Published April 27, 2014 by Toran Billups

The older I get, the closer I want my tests to mirror the interactions my customers have day-to-day in the browser. This doesn't mean I quit unit testing, but generally when I work through a bug or feature I try to simulate it end-to-end with the browser as much as possible.

Since web applications today are so complex this often requires something like Selenium. I've found these tests are the best way to reproduce a production bug in my web apps because they exercise both the server generated html and the dynamic javascript on the page.

The biggest problem with writing Selenium tests is that they take a long time to run. And if your team builds up a suite of 300+ Selenium tests you are in for a world of hurt (ie- slow feedback).

I've found that when your project's total build time gets over 60 seconds you simply don't want to run it very often. And even when you have a progressive team that works hard to build small web apps you might find yourself with a few hunderd tests to exercise all the features of that seemingly "tiny" app or component.

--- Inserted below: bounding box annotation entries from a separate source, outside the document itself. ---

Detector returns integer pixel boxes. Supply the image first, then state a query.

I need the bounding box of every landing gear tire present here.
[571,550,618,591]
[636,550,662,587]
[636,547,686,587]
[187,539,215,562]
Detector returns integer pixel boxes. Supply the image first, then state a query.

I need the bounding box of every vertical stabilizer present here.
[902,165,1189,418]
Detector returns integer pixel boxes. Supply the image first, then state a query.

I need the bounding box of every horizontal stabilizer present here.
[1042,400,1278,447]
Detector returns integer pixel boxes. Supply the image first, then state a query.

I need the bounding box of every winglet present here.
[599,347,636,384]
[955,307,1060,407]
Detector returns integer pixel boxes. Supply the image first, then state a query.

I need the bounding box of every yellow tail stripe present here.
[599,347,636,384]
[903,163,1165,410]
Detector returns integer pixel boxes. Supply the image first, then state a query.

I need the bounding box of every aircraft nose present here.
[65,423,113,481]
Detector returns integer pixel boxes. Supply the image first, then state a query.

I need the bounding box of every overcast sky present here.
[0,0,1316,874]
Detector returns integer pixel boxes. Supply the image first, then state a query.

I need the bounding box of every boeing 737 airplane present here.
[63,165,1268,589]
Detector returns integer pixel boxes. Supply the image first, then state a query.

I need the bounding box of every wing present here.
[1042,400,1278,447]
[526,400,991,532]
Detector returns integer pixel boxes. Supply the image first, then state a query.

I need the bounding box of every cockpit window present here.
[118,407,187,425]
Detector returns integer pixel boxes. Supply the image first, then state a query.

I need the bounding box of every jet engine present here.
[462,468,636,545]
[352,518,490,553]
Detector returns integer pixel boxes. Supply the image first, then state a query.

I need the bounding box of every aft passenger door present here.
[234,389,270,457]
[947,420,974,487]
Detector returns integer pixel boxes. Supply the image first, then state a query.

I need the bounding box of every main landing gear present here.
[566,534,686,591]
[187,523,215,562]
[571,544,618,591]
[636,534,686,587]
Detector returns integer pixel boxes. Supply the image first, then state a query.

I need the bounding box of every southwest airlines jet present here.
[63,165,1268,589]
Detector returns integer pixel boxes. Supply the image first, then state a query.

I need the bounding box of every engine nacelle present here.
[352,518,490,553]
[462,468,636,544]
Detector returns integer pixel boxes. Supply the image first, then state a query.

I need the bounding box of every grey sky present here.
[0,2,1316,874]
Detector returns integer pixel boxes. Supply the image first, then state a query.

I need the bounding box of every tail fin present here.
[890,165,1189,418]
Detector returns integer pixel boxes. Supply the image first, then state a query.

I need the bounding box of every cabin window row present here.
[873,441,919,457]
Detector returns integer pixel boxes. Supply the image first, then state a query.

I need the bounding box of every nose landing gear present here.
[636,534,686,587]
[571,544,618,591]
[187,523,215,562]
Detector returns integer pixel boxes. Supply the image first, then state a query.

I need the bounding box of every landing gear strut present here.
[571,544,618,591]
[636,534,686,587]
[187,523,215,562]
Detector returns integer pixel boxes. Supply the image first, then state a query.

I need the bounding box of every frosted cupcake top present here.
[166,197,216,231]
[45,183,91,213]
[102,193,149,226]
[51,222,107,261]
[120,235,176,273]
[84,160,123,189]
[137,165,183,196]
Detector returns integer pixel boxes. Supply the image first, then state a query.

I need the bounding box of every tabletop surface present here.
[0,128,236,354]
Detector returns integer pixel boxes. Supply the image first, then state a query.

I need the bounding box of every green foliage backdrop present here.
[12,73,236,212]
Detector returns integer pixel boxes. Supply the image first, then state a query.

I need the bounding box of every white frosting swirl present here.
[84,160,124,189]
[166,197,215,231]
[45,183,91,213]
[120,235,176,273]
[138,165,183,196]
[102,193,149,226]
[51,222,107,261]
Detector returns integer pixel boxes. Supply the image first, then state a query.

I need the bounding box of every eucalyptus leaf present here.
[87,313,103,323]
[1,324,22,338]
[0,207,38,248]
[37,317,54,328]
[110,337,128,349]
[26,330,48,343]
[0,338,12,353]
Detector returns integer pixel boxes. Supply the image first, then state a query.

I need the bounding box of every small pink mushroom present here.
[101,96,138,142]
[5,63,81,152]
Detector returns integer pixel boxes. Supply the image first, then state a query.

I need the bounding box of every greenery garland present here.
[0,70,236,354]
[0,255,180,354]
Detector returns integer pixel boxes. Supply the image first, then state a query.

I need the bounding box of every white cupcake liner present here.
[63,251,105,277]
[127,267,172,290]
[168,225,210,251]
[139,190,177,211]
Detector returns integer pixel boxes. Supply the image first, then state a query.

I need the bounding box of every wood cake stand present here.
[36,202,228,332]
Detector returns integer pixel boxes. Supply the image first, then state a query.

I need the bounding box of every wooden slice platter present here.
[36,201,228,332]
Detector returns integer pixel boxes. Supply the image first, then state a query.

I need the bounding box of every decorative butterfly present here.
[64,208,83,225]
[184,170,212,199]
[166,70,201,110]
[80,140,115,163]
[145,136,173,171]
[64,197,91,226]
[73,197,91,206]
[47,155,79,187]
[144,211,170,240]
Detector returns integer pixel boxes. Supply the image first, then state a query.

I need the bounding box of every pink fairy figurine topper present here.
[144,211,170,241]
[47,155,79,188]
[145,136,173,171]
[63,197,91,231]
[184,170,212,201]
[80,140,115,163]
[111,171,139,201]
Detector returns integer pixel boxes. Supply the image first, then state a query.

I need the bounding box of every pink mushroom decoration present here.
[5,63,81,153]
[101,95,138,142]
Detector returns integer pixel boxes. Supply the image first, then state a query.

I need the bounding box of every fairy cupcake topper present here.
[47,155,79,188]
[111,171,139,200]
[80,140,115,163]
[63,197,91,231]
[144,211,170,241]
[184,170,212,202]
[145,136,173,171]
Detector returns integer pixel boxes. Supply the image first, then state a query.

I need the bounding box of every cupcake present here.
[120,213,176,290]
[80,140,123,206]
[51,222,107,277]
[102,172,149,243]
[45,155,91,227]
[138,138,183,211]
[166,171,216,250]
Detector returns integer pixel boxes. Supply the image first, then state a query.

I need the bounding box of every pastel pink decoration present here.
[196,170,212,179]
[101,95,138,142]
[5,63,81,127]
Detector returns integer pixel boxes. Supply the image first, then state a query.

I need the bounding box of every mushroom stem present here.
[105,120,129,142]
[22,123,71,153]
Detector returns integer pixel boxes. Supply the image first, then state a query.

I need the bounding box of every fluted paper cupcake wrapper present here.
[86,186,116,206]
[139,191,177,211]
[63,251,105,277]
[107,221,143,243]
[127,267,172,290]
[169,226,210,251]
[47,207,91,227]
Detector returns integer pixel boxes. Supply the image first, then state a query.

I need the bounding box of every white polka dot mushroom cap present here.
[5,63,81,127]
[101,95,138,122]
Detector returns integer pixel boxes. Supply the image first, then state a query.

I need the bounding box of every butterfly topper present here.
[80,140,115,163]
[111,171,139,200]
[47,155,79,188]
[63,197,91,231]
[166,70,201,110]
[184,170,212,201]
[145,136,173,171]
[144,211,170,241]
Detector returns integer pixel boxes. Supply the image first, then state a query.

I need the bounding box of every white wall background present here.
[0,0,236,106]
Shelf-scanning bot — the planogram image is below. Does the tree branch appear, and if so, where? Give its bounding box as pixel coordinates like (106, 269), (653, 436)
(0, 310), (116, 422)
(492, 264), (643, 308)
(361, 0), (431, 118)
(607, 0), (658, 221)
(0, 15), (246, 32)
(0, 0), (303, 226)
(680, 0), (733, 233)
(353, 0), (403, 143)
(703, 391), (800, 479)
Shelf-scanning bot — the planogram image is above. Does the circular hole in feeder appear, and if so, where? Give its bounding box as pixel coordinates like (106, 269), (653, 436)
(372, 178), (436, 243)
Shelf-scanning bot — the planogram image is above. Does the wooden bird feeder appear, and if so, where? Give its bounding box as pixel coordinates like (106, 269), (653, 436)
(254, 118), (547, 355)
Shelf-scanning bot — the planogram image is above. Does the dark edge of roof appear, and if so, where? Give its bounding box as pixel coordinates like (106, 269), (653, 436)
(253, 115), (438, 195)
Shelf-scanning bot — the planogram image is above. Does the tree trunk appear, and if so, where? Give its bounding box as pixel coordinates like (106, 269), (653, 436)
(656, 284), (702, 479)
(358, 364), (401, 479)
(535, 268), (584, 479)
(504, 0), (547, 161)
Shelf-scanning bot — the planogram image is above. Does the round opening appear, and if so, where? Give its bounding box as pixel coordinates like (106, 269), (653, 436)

This has been the challenge for web developers since we started sprinkling javascript code on top of server generated html. The core problem has been that we don't have a clean separation of client and server so we are forced to test both when we just want to verify the client part of the application works.

But imagine a world where you could just verify the client (html/css/javascript) using a simple api that lets you find dom nodes/click buttons/toggle checkboxes/navigate around the app. This is the number one benefit of writing a pure javascript app using something like ember.js.

You get a ton of other benefits when you build your application using pure client technologies, but as a web developer I've been waiting for integration style tests that give me all the benefits of selenium at a fraction of the cost (ie- how long it takes to run a single test or suite of tests). So I decided to setup a fairly low tech experiment/benchmark to see just how costly running these integration tests are with Selenium.

The basic idea is that I wrote 3 integration tests with Selenium, then reproduced each of them using pure JS with QUnit / Testem / Ember-Testing. But because running just 3 tests wouldn't show much of a gap, I copy/pasted these until I had a total of 303.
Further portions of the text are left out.